Quite recently, I was benchmarking one of my favorite algorithms. I was trying to optimize it for speed and performance. What I found quite interesting are 3 facts:

First of all, thank god for the beautiful and well done work on Microsoft Visual Studio 2017. I have to mention this almost always because the way everything works as intended is really amazing. I never had any problems with any Visual Studio distribution and if so, It wasn’t the microsoft’s fault, but rather some other company’s product fault. Anyway the fact is that the performance profiling on the VS17 is quite easy and what more is that its really doing its job perfectly.

The Second Fact is that I found the compiler optimizations so massive,that I almost couldn’t believe it. VS17 has some of the optimization parameters in the “c++ code generation settings” ,which include:

  1. OD – Optimization Disabled
  2. O1 – Minimize Size
  3. O1 – Maximize Speed
  4. OX – Full Optimization

When i switched from OD to OX, I was experiencing a huge performance improvements of about 10 times! They must have done their job quite good in order to provide such amazing results. The bottleneck of my algorithm was the usage of std::complex class. I though that when its the standard library class,it should be well optimized and I was rather using this instead of other complex and custom structures. Well it was the reason why it was running so slow. Fortunately the OX optimization helped a lot and I finally decided to stay with the std::complex rather than rewriting everything.

Now the last thing is that one of the problems I encountered was the modulus operator. std::math has the build-in function std::fmod which works usually like a charm.
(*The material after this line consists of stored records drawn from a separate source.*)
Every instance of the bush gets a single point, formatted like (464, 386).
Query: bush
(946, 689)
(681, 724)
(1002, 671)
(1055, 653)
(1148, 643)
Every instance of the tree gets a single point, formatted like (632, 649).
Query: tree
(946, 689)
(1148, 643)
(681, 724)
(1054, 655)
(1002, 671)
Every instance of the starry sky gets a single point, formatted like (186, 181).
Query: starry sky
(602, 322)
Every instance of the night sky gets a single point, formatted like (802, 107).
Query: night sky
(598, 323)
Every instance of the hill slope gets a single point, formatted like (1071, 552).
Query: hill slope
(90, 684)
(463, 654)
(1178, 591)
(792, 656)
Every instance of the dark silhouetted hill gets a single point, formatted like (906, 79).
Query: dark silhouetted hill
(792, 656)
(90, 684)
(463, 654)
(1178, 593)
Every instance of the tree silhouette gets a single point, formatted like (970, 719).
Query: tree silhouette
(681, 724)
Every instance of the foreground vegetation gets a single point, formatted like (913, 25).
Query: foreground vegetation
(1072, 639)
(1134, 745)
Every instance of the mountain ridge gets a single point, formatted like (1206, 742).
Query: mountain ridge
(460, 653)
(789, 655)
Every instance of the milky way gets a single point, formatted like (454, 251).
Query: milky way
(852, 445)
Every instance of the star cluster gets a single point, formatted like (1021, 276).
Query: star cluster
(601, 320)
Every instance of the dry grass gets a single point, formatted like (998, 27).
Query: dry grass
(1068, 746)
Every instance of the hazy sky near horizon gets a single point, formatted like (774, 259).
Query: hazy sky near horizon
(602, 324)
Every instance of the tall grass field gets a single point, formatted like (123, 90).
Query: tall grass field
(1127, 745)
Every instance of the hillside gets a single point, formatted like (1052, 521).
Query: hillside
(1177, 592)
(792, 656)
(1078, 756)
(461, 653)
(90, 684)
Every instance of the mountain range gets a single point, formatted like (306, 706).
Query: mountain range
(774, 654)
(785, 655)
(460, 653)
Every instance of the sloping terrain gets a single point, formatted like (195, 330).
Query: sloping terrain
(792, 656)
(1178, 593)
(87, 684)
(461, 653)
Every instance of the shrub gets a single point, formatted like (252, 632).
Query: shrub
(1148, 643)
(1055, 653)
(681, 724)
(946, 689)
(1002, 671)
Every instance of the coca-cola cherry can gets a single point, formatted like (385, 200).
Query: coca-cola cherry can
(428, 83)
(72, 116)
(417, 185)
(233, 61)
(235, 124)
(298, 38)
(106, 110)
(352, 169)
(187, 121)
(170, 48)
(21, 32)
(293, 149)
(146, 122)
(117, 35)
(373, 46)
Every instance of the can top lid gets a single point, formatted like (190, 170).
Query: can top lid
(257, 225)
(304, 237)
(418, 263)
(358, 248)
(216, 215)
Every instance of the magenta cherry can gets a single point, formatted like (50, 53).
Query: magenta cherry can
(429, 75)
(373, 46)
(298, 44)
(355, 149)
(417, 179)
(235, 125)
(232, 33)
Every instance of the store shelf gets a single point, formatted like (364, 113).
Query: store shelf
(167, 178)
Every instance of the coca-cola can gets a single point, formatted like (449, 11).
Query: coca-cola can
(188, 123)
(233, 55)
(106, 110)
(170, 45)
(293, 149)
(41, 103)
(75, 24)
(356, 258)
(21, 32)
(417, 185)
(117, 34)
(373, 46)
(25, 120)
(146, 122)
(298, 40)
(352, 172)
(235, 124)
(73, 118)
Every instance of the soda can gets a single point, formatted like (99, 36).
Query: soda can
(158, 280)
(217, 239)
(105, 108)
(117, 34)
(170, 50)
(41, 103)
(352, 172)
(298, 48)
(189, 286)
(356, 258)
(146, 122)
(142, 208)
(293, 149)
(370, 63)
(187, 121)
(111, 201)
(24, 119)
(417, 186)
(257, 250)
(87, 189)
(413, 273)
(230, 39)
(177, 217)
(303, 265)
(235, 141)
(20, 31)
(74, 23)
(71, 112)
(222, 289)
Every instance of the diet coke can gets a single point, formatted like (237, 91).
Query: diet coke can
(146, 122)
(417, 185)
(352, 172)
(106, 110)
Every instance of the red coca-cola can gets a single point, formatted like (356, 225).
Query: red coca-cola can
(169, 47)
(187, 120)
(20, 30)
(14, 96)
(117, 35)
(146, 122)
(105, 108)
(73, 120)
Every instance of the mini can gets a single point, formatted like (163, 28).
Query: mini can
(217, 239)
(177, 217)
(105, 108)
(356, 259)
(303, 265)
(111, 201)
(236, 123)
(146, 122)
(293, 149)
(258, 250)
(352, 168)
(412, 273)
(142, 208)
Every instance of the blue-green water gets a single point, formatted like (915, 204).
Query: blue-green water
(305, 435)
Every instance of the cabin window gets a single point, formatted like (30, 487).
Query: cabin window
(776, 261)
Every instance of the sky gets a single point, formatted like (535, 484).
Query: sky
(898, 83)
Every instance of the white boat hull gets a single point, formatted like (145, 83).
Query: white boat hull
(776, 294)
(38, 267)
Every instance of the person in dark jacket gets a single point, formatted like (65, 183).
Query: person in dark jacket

Because my algorithm was using this fucntion quite frequently,the performance profiler showed me,that almost 13% of all the processor time is spent on the calculation of this function! Horrible. Fortunately my algorithm doesn’t need the floating point version,but rather an integer version of this function. And because I have had serious problems in some cases with the c++ operator “%”,I have decided to write my own implementation of the fmod for integer arithmetics. This is in fact trivial:

int Imod(int X,int Y){
       return (X – Y * (X / Y)); // Integer division!

And the results for computing 1024 * 1024 * 128 modulo operations using various functions:

  • std:: fmod 6333 ms
  • Imod: 233 ms
  • “%” : 176 ms

To be honest,I was at first temped to use the “%”,but I do not believe it anymore and in fact,I do hardly ever compute so many times the modulus. Even the performance is almost identical (+- some ms.). The benefit of the Imod function however is that I do now exactly what it is doing and I can be 100% sure, that it will always compute correctly the result. This persuaded me to continue using my own Imod function,  which is a bit slower than “%” but approximately 30 times faster than std::fmod!